I became a socialist because the capitalist system is rooted in a selfish and egotistical ideology that promotes profits over the well-being of most citizens. Individualistic gain does not justify others pain! It does not justify the inability for people to organize and act collectively! It does not justify the stagnation of the minds of individuals! It does not justify the opprobrium of loving one another! It does not justify taking advantage of the weak and vulnerable! It does not justify the gluttonous and self-indulgent lifestyles of those who are in power. And it does not justify the lying, cheating and corruption it invariably creates at cost of others welfare!

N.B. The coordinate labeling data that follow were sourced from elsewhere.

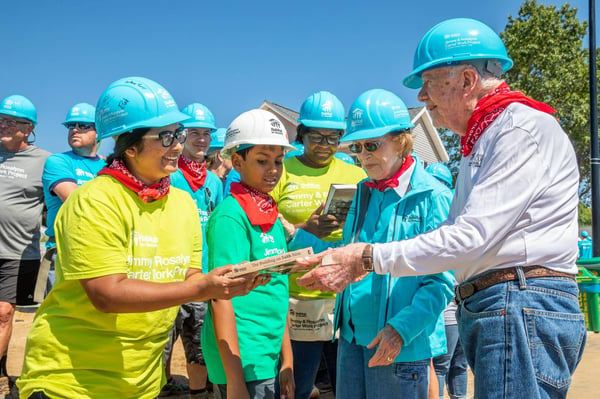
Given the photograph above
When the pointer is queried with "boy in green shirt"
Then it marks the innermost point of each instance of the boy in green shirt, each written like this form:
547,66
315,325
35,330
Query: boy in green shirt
242,339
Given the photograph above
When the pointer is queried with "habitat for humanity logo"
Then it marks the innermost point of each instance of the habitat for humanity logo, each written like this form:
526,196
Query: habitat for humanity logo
326,109
276,127
357,117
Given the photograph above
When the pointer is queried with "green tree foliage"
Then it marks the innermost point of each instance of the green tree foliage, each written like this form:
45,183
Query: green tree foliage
550,65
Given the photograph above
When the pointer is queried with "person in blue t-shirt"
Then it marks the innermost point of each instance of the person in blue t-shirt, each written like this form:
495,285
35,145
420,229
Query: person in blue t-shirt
206,189
64,172
585,246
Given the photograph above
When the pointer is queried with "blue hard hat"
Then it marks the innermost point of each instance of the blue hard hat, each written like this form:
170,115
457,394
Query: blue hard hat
217,138
82,112
133,103
375,113
200,116
322,110
441,172
19,107
455,40
345,157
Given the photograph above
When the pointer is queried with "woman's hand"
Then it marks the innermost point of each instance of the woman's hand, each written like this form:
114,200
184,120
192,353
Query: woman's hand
287,386
217,285
388,343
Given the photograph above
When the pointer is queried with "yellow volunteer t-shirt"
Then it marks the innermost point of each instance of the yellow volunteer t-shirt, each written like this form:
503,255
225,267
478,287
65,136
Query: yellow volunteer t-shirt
301,190
76,351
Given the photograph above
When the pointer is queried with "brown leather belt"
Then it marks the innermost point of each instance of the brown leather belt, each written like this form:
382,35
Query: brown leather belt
468,288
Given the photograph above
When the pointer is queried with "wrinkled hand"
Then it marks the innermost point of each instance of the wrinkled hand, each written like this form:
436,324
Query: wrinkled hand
339,268
287,386
321,225
220,286
388,343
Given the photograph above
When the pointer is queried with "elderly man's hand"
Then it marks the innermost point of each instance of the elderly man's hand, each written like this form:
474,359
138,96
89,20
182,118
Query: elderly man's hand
338,268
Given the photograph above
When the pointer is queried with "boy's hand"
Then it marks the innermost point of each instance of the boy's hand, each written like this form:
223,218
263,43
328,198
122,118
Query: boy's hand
287,386
219,286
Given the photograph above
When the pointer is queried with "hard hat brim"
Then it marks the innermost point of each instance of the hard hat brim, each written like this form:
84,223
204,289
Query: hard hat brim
373,133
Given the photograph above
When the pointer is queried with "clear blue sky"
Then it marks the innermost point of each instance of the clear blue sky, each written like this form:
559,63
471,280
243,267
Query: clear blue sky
228,55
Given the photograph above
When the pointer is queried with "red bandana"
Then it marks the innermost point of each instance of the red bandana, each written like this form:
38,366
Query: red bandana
393,181
194,172
260,208
119,171
489,107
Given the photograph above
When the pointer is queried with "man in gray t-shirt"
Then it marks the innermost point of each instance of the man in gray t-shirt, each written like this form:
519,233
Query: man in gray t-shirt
22,201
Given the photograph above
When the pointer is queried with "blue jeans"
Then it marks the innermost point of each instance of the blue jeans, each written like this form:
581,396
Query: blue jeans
523,339
451,368
402,380
307,358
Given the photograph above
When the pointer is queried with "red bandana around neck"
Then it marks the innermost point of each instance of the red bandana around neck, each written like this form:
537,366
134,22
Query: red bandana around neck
489,107
119,171
194,172
260,208
393,181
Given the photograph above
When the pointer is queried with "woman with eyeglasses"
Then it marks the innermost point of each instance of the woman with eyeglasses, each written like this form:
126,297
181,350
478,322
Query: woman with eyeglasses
389,328
206,190
300,195
129,251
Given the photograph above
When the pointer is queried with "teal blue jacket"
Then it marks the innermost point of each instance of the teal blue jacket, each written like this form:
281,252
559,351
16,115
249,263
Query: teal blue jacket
412,305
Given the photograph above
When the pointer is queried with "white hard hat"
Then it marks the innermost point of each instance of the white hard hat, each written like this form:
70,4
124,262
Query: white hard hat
254,127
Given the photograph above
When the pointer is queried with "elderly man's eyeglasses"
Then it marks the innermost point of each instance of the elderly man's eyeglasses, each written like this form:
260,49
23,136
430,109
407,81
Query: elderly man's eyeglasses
370,146
79,125
318,138
12,122
167,137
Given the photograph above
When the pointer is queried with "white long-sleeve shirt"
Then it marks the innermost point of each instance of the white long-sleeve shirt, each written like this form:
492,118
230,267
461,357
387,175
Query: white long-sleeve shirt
515,205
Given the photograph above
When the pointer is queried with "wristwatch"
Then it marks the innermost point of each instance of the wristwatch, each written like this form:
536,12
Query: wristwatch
367,258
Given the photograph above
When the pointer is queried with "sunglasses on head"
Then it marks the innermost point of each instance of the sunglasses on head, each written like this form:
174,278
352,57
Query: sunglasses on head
167,137
12,122
318,138
370,146
79,125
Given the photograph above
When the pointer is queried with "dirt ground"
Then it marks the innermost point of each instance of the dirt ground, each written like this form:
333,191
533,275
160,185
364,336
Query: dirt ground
585,385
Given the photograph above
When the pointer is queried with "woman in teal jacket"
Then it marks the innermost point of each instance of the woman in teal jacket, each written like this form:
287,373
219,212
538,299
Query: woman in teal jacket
389,328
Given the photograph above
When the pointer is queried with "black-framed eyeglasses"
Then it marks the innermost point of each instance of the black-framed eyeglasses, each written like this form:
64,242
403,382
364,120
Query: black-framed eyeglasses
12,122
79,125
167,137
370,146
318,138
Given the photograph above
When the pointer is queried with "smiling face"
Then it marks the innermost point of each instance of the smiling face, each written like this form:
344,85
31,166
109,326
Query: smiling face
388,158
443,95
83,141
14,132
318,152
197,143
261,168
149,161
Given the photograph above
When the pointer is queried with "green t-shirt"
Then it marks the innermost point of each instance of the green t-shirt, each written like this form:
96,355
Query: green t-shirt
75,351
261,315
301,190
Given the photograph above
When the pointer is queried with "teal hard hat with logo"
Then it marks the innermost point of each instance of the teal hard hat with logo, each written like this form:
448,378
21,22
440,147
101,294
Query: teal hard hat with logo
19,107
453,41
199,116
375,113
322,110
82,112
134,103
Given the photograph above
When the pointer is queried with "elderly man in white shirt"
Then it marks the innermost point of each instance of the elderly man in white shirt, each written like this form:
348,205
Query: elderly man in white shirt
516,192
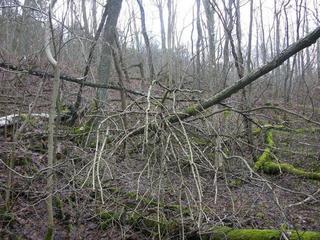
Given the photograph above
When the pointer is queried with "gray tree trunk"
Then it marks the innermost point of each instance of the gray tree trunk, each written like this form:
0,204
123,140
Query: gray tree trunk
104,67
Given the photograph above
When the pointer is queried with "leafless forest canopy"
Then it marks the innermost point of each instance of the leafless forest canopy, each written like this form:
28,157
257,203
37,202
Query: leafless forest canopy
160,119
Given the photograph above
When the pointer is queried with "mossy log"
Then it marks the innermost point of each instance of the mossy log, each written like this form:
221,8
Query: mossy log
225,233
266,164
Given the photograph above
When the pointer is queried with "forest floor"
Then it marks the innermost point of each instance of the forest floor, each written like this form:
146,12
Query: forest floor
231,197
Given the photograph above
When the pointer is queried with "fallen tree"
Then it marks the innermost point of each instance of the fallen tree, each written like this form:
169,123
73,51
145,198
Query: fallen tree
193,110
266,163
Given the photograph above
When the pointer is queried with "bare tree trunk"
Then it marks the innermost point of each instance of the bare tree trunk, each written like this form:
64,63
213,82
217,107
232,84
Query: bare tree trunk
170,40
263,40
52,125
162,28
146,41
104,67
84,17
193,110
288,65
211,38
94,16
229,22
199,45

I became a socialist because I can no longer deal with the internal pain I feel for those who are suffering because of the capitalist system. I constantly see people begging on the street for scraps of food and children running around looking for guidance. In modern day America, it is estimated that more than 3 million people are homeless, thus are lacking an adequate place to sleep, eat and live (PBS). Additionally, out of these three million people, approximately 50 percent are children according to a study conducted by the National Center on Family Homelessness. How can it be, that in the wealthiest nation to ever walk on earth, a nation who produces over 15 trillion dollars’ worth of goods and services every year, more than 16 million of its children still live in poverty?(NCCP).
All together these and countless of other reasons is why I decided to become a socialist. I am committed to organizing and playing an active role in a collective movement for the ultimate and necessary purpose to create a more just society.